Over 500 members have agreed to present their research and teaching efforts – and Section liaisons built their sessions for a second time. Even more members are participating in the important panelist, discussant, and moderator roles. It seems that in the past we worked together to build a great program. This year everyone has done that – and built the hotel!

These efforts will benefit over 1,300 members who are registered to attend.

The meeting sessions will take on some characteristics of a “flipped” classroom, with content available in advance and the opportunity to interact during the synchronous meeting sessions. The result will be four days of live paper and teaching/education sessions, plenaries, and networking – and over 600 presentations that can be reviewed asynchronously.

This is delivered through two integrated components:

Live Conference Site:

Over 150 research, teaching, and practice-related sessions will be broadcast live.

The Conference on Teaching and Learning is being held concurrently, available to all.

It’s easy to move between sessions in both the Annual Meeting and CTLA.

All sessions will be recorded so you won’t miss anything!

There are opportunities to reconnect with your colleagues:

  • Sections have scheduled events for their members,
  • Exhibitors will be attending – in a 3-D virtual Exhibit Hall,
  • Sponsors will be hosting live events,
  • Evening block parties will be held
  • There is a live Networking Lounge where you can go for face-to-face conversations with colleagues you “bump into” in the breaks (think zoom break out rooms)

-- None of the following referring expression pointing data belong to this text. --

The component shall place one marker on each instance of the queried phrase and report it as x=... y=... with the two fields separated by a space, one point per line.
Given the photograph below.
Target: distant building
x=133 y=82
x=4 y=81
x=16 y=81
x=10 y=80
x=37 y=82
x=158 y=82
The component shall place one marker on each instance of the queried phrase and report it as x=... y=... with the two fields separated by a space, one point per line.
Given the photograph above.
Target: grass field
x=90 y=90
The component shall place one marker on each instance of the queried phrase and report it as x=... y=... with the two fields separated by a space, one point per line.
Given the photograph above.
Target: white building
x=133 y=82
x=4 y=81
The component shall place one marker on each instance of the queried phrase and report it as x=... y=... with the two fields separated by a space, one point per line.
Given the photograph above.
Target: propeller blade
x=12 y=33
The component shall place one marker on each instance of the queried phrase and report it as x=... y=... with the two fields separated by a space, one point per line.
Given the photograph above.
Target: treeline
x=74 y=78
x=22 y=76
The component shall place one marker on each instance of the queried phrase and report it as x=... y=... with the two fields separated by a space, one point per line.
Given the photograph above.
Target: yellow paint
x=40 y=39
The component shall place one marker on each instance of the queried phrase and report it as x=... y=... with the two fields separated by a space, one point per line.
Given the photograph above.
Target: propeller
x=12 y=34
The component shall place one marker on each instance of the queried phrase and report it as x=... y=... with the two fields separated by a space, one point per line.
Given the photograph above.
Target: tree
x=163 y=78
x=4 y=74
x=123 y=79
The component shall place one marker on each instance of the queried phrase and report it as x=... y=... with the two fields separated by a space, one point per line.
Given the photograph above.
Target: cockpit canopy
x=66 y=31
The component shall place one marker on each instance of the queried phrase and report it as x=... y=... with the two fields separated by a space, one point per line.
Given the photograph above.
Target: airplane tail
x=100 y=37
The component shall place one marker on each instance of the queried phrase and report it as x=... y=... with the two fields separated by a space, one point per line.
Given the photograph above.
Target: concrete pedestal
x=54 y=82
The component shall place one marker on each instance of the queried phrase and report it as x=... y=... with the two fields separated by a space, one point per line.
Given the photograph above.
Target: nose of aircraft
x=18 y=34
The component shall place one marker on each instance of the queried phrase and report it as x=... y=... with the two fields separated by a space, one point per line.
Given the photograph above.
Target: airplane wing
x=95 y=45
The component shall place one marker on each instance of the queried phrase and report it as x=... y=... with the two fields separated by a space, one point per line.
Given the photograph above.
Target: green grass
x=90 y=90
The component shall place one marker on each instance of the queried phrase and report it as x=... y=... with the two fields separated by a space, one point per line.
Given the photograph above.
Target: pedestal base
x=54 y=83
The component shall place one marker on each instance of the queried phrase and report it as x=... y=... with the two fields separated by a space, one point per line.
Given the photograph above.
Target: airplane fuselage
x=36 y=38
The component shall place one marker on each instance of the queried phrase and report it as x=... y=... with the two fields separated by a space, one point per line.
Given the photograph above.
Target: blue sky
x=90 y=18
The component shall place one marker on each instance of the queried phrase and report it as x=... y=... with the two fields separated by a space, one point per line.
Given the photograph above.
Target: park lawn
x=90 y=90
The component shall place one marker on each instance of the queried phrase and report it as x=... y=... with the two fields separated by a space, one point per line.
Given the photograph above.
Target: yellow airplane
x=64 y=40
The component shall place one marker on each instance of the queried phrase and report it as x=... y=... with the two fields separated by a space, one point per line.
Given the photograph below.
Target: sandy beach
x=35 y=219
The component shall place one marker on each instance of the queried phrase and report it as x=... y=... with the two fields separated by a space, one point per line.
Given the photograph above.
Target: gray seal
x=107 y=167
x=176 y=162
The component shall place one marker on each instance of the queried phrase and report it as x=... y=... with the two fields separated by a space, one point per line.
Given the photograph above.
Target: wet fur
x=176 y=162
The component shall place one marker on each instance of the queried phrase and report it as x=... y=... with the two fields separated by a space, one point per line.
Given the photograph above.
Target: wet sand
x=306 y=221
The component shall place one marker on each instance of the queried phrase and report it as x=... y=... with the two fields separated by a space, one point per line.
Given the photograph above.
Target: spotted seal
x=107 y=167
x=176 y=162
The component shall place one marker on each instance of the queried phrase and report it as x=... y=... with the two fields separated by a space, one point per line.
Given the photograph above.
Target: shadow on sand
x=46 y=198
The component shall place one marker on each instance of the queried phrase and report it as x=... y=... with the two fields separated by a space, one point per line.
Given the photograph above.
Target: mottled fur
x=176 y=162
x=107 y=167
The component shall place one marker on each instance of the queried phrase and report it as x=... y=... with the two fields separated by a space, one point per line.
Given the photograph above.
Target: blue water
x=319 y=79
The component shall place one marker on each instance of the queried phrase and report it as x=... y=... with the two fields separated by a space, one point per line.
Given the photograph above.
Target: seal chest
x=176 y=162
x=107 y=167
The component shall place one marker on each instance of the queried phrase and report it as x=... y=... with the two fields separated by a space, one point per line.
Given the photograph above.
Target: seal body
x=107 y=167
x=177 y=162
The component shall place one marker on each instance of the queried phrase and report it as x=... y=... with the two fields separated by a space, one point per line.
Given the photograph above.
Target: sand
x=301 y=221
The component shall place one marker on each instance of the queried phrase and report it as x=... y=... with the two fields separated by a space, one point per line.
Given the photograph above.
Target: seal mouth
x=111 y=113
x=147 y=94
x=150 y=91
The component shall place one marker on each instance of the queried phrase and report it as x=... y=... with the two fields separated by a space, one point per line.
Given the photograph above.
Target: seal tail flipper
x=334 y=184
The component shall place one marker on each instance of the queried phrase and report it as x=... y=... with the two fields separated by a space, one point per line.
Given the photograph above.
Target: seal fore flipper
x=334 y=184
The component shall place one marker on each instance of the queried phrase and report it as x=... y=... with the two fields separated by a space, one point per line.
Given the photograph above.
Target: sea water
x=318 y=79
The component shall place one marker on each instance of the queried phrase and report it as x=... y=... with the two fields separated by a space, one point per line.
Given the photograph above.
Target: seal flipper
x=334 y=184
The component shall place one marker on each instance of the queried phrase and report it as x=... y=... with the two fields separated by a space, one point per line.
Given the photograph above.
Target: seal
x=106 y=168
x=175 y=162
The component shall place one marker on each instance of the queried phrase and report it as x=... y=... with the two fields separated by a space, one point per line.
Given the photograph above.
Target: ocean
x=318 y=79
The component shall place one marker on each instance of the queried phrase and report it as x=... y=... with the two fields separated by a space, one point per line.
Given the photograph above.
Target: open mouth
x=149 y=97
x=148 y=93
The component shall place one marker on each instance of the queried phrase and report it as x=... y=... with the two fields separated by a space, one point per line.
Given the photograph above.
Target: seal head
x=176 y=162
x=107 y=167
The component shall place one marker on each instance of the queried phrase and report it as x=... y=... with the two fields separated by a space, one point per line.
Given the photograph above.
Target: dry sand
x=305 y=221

Awards: opportunities to honor your colleagues as they receive recognition

Earn up to 20 hours of CPE by responding to at least 3 poll questions during each session

Presentation Gallery:

Over 600 presentations are posted and available to review asynchronously.

Infographic summaries, video overview presentations, abstracts, working papers, and handouts provide multi-dimensional insights into the presentations.

The infographics and videos provide an opportunity for those outside of the academy to become familiar with the research presented – and then to dig into the working papers to learn more.

All submissions receive a DOI (Digital Object Identifier), providing enhanced credentialing and visibility as a scholarly work.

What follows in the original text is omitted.